16 January 2021
What should we do with our emotions at work? If we’re not used to showing them, or recognizing them in others, it’s because we’re used to seeing them as something that’s an “aside” from our ability to think. So thanks to their complexity and unpredictability, they become something reserved for the private sphere, by default. Even when the boundaries between our private and professional lives blurred, it seemed more to make sense to keep them private: if a feeling managed to escape, it caused embarrassment, so needed to be hidden.
Lots of people think that we are thinking beings that feel, but biologically speaking we are emotional creatures that think.
It’s what Jill Bolte Taylor outlined in her book “In the garden of the mind”. It means that our ability to think and our ability to feel are intrinsically linked, and our ability to act is a consequence of that.
If we were to ask our human resource teams “where” emotions meet corporate roles, you’d see two areas emerge: “soft” areas and caring for employee wellbeing. The first category has been gaining ground in recent years. It’s about understanding the value behind a company, but also the soft skills, or human skills, that enhance a person’s performance. When we use the term “soft”, we tend to think that of something that’s less essential than a “hard” skill. But it triggers the feelings dilemma again. They are difficult to identify and measure, above all in areas where it’s important to simplify complex situations, where we feel we can’t give ground to things we can’t control. It’s much harder to debate the value of hard numbers, but what about when we talk about attitudes or behaviors?
They increase the complexity. They are already there and over the past year we haven’t been able to ignore them. But we still need to agree on a shared glossary and define processes that can make sense of them.
It’s easier to consider them when we talk about employee wellbeing: activities dedicated to helping people feel better at work. They can help people be professionally mobile, connecting work to personal aspirations, linking career challenges to work-life balance. It’s all about observing how people “feel” – something that’s on the rise at a time when there’s a tsunami of new behaviors, where nothing has stayed the same. When companies do this, they allow people to go beyond their professional boundaries, supporting where needed and protecting energy that fuels thinking and productivity.
It’s a social responsibility that companies are expressing more often. It’s a win-win situation. Nobody loses out, in fact some needs that are traditionally met in the public sector are now being met by private initiatives. However, once feelings have been identified, it’s more challenging to create a system that contains them. Researchers call this the “spill over”. It brings us back to our initial question: what can we do with all these feelings at work?

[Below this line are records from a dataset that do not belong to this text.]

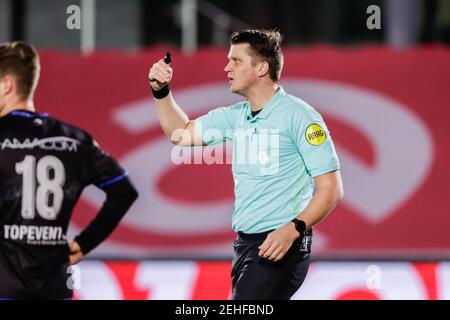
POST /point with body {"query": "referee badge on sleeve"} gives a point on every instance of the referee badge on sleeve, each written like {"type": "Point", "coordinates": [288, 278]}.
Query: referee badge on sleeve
{"type": "Point", "coordinates": [315, 135]}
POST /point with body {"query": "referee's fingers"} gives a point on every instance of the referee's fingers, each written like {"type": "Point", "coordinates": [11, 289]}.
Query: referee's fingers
{"type": "Point", "coordinates": [273, 256]}
{"type": "Point", "coordinates": [264, 247]}
{"type": "Point", "coordinates": [280, 255]}
{"type": "Point", "coordinates": [270, 251]}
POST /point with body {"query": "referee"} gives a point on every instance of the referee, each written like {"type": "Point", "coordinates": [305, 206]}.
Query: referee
{"type": "Point", "coordinates": [44, 166]}
{"type": "Point", "coordinates": [285, 167]}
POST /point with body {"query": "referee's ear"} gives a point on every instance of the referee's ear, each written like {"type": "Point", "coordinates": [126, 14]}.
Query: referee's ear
{"type": "Point", "coordinates": [262, 68]}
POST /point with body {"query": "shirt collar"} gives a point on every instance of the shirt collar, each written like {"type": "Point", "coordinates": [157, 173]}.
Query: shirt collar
{"type": "Point", "coordinates": [269, 107]}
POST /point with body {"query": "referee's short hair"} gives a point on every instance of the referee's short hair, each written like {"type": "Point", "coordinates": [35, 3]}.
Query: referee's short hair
{"type": "Point", "coordinates": [265, 45]}
{"type": "Point", "coordinates": [20, 60]}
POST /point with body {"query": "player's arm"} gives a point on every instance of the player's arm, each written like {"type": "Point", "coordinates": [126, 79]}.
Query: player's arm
{"type": "Point", "coordinates": [104, 172]}
{"type": "Point", "coordinates": [173, 120]}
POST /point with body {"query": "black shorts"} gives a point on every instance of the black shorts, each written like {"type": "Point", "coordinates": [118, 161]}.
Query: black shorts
{"type": "Point", "coordinates": [256, 278]}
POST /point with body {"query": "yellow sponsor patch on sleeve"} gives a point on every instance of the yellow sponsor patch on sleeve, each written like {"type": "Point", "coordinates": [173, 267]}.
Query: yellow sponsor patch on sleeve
{"type": "Point", "coordinates": [315, 135]}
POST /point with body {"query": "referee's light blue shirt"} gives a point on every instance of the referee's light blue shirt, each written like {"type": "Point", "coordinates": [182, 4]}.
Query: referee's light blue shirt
{"type": "Point", "coordinates": [276, 154]}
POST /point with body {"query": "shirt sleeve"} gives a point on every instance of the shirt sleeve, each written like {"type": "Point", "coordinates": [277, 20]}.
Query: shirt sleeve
{"type": "Point", "coordinates": [314, 143]}
{"type": "Point", "coordinates": [216, 126]}
{"type": "Point", "coordinates": [101, 169]}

The reason we have so many neurones dedicated to reflecting on others’ feelings (mirror neurones) is that emotions are at the centre of our relationships and sense of self. Neuroscience is proving that they are intrinsically connected to our ability to reason, understand and think. They are very low on the Maslow pyramid: when we ignore them and neglect them, they can compromise everything else. But isn’t that how we’ve done things for decades? The modern workplace has flourished without making space for feelings at all. Yes, but how much has it cost us? The emotions that we’ve left behind are the same ones we’ve then been going back to when we need to be creative, innovative, diverse. They’re the feelings we need to take a step forward when the status quo changes. And when we try to face change while using just one half of our brain, we fail.
Feelings are always there. They’re at the heart of our intellect. When we get familiar with what that really means, we can break down the stereotypes that we’ve used until now. Everything that we squeeze into these low-traffic areas suffer when we over-simplify things through incomplete stereotypes. When we welcome emotions, they can enrich our narrative at work and reduce stigmas that hide behind words such as fear, tiredness, happiness, sadness and guilt. Perhaps Covid has accelerated the process for us, which could result in double to resources available to us. Let’s welcome those feelings.